US court jails journalist

A New York Times reporter has been jailed for refusing to break a promise and reveal her confidential source to a grand jury.

Miller said she had no choice but to protect her source

Investigating the leak of a covert CIA operative’s name to the media, Chief US District Judge Thomas Hogan ordered correspondent Judith Miller to jail immediately.

He said she must stay there until she agreed to testify or for the rest of the grand jury’s term, which lasts until October.
   
Another case involving Time magazine reporter Matthew Cooper was resolved when the journalist told the judge he had just received the “express personal consent” of his source to reveal his identity.
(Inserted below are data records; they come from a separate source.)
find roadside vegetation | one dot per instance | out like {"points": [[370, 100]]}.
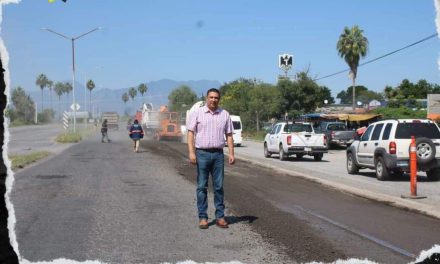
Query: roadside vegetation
{"points": [[20, 161], [69, 137]]}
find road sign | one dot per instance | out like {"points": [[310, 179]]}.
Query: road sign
{"points": [[73, 106], [65, 120]]}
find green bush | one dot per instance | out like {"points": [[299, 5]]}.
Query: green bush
{"points": [[69, 137], [399, 112], [20, 161]]}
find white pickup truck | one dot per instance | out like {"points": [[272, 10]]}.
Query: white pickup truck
{"points": [[295, 138]]}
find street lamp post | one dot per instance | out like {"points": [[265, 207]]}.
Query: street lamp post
{"points": [[73, 65]]}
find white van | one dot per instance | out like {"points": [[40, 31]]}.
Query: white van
{"points": [[236, 122]]}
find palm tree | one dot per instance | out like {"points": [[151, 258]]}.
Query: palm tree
{"points": [[59, 89], [42, 82], [90, 86], [142, 88], [351, 46]]}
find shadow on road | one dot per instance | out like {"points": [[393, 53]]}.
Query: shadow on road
{"points": [[237, 219]]}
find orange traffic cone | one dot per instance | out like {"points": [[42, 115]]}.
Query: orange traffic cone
{"points": [[413, 171]]}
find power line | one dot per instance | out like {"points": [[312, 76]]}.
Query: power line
{"points": [[380, 57]]}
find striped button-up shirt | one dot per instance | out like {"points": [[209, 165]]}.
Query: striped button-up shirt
{"points": [[210, 127]]}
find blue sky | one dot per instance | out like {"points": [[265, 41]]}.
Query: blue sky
{"points": [[145, 40]]}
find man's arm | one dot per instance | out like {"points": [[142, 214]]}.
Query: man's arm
{"points": [[230, 148], [191, 147]]}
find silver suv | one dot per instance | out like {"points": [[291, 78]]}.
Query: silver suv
{"points": [[385, 147]]}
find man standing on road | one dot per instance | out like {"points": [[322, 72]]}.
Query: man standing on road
{"points": [[207, 129], [104, 129], [136, 133]]}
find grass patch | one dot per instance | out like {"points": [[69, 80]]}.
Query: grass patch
{"points": [[20, 161], [69, 137]]}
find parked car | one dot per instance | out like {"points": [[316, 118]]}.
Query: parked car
{"points": [[337, 133], [294, 138], [385, 145]]}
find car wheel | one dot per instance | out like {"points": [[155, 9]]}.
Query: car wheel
{"points": [[282, 153], [382, 172], [433, 174], [425, 150], [266, 151], [352, 168], [318, 157]]}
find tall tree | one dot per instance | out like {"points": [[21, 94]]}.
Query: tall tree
{"points": [[42, 82], [90, 86], [23, 104], [352, 45], [142, 88], [263, 104]]}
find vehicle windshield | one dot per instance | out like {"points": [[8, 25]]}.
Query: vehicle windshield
{"points": [[336, 127], [406, 130], [298, 128]]}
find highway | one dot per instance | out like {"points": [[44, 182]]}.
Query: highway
{"points": [[101, 201]]}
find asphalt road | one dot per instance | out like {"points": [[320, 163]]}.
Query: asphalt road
{"points": [[102, 201]]}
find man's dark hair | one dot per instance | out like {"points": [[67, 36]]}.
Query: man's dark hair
{"points": [[214, 90]]}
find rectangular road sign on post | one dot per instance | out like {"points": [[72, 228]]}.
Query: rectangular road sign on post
{"points": [[434, 106], [65, 120]]}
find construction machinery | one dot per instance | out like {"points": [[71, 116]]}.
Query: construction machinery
{"points": [[162, 124]]}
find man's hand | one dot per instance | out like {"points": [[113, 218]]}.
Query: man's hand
{"points": [[192, 158], [231, 159]]}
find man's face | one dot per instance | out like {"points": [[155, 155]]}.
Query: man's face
{"points": [[212, 100]]}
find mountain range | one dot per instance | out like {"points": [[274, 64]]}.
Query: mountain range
{"points": [[105, 99]]}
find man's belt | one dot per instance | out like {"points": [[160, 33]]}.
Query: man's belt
{"points": [[210, 149]]}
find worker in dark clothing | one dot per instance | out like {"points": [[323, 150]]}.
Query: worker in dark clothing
{"points": [[104, 129], [136, 133]]}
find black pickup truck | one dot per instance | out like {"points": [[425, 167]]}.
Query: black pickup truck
{"points": [[337, 133]]}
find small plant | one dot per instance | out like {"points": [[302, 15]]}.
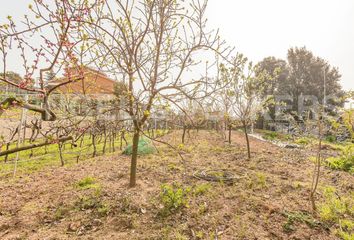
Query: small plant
{"points": [[345, 161], [270, 136], [331, 138], [60, 213], [87, 183], [201, 189], [174, 197], [257, 181], [301, 217], [339, 212], [303, 141]]}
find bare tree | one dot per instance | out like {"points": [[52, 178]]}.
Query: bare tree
{"points": [[150, 45]]}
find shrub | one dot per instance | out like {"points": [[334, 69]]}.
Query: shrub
{"points": [[331, 138], [303, 141], [270, 135], [174, 197], [338, 211], [201, 189], [345, 161], [87, 183]]}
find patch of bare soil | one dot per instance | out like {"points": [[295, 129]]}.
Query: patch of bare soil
{"points": [[49, 204]]}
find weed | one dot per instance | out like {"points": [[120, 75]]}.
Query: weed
{"points": [[87, 183], [345, 161], [331, 138], [270, 135], [174, 197], [201, 189], [303, 141], [60, 213], [301, 217], [257, 181], [338, 211]]}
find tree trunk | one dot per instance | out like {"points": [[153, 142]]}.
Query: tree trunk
{"points": [[134, 159], [184, 134], [94, 145], [60, 147], [247, 141]]}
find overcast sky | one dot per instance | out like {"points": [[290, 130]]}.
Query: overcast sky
{"points": [[260, 28]]}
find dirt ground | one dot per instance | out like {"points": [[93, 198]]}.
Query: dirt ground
{"points": [[46, 205]]}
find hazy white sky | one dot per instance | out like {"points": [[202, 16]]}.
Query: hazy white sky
{"points": [[261, 28]]}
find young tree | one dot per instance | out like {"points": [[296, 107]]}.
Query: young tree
{"points": [[243, 93], [150, 45], [45, 41]]}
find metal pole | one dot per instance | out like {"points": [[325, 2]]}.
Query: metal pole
{"points": [[324, 87]]}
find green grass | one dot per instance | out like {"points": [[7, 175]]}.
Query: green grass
{"points": [[41, 158], [345, 161], [338, 212]]}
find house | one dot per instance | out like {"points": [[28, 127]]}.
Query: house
{"points": [[94, 91], [95, 84]]}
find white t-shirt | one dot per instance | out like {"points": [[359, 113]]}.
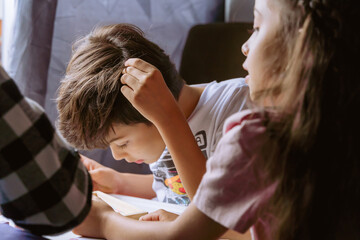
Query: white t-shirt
{"points": [[217, 102]]}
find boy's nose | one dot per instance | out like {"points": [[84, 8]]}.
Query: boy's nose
{"points": [[245, 49]]}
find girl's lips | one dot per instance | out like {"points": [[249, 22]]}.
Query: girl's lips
{"points": [[247, 79]]}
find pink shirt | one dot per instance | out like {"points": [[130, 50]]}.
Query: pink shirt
{"points": [[229, 192]]}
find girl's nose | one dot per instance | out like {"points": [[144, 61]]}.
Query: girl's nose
{"points": [[117, 155], [245, 49]]}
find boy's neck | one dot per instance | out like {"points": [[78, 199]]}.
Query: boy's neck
{"points": [[189, 98]]}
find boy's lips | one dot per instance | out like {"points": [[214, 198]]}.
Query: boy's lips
{"points": [[247, 79]]}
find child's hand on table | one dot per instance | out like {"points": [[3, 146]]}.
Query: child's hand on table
{"points": [[145, 88], [104, 179], [159, 215]]}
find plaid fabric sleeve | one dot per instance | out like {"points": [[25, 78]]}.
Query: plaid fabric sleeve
{"points": [[44, 188]]}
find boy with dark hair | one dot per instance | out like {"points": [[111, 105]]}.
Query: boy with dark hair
{"points": [[93, 113]]}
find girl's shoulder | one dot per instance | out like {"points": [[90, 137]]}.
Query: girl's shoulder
{"points": [[245, 118]]}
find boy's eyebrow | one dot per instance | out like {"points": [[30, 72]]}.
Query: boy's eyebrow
{"points": [[115, 139]]}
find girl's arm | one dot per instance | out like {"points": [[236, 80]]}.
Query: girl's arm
{"points": [[146, 90], [103, 222]]}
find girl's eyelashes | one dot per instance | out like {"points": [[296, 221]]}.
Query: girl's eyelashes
{"points": [[123, 146], [254, 29]]}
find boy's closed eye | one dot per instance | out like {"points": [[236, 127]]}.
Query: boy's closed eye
{"points": [[122, 145]]}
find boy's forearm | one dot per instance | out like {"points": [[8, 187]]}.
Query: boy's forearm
{"points": [[193, 224], [188, 158], [137, 185], [118, 227]]}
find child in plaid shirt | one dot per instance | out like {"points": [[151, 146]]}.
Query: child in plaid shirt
{"points": [[44, 188]]}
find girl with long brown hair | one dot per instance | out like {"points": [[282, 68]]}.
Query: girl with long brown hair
{"points": [[289, 168]]}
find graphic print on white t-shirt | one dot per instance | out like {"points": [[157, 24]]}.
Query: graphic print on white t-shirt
{"points": [[217, 102]]}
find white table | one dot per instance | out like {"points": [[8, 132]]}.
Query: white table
{"points": [[145, 204]]}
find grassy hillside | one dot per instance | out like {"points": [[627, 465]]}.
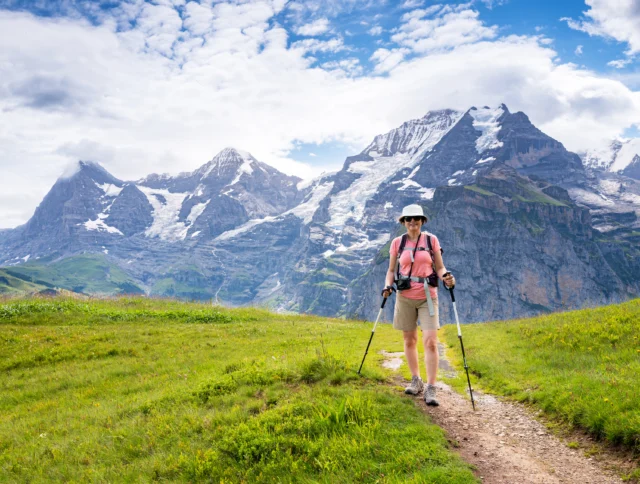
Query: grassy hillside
{"points": [[11, 285], [582, 367], [89, 274], [141, 390]]}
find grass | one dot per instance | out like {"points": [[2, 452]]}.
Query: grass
{"points": [[477, 189], [88, 273], [144, 390], [14, 286], [581, 367]]}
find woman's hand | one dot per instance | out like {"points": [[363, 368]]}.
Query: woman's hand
{"points": [[449, 280], [386, 292]]}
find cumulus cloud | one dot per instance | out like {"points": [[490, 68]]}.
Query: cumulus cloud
{"points": [[409, 4], [317, 27], [620, 63], [615, 19], [385, 59], [440, 28], [156, 97]]}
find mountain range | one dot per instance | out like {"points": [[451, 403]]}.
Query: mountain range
{"points": [[527, 226]]}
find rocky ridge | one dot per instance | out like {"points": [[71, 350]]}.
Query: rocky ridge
{"points": [[512, 207]]}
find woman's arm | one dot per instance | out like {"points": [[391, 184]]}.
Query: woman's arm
{"points": [[391, 275], [441, 270]]}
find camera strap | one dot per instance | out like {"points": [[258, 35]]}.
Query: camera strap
{"points": [[403, 242]]}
“Consequently I am prepared to testify,” he said.
   
Miller comment

Miller told the judge she did not want to go to jail but had no choice but to protect her source.
   
“If journalists cannot be trusted to keep confidences, then journalists cannot function and there cannot be a free press,” she said in a clear, firm voice in the packed courtroom that included her husband and the newspaper’s top editor. 
   

Cooper's source gave permissionto reveal names but not Miller's
Cooper’s source gave permissionto reveal names but not Miller’s

Cooper’s source gave permission
to reveal names but not Miller’s

The grand jury investigation by special counsel Patrick Fitzgerald, a Justice Department prosecutor, seeks to determine who in the Bush administration leaked the name of covert CIA operative Valerie Plame in 2003 to the media and whether any laws were violated.
   
Plame’s name was leaked, her diplomat husband said, because of his criticism of the Bush administration’s handling of the Iraq war.
   
When Hogan ordered Miller to jail, she showed no emotion, and one of her lawyers put his arm around her shoulder. The judge said confinement at a jail in the Washington DC area might convince her to change her mind and testify.

Legal comment
   
The case has pitted the news media’s traditional use of anonymous sources against the efforts by a federal government prosecutor to investigate a possible crime.
   
Defence Attorney Robert Bennett told the judge that Miller had not committed any crimes and that she never even wrote an article about the Plame matter.
   
“After 40 years in this business, I have the nagging feeling that Judy Miller may be the only person to go to jail in this case,” Bennett said. No one has been charged as part of the grand jury investigation which began in January 2004.
   
But prosecution lawyers said that Miller has no choice but to cooperate under the law. They said she was defying the law by not testifying and “may be obstructing justice.”
   
In a statement afterward, Arthur Sulzberger, chairman of The New York Times Company and publisher of The New York Times, said: “There are times when the greater good of our democracy demands an act of conscience. Judy has chosen such an act in honouring her promise of confidentiality.”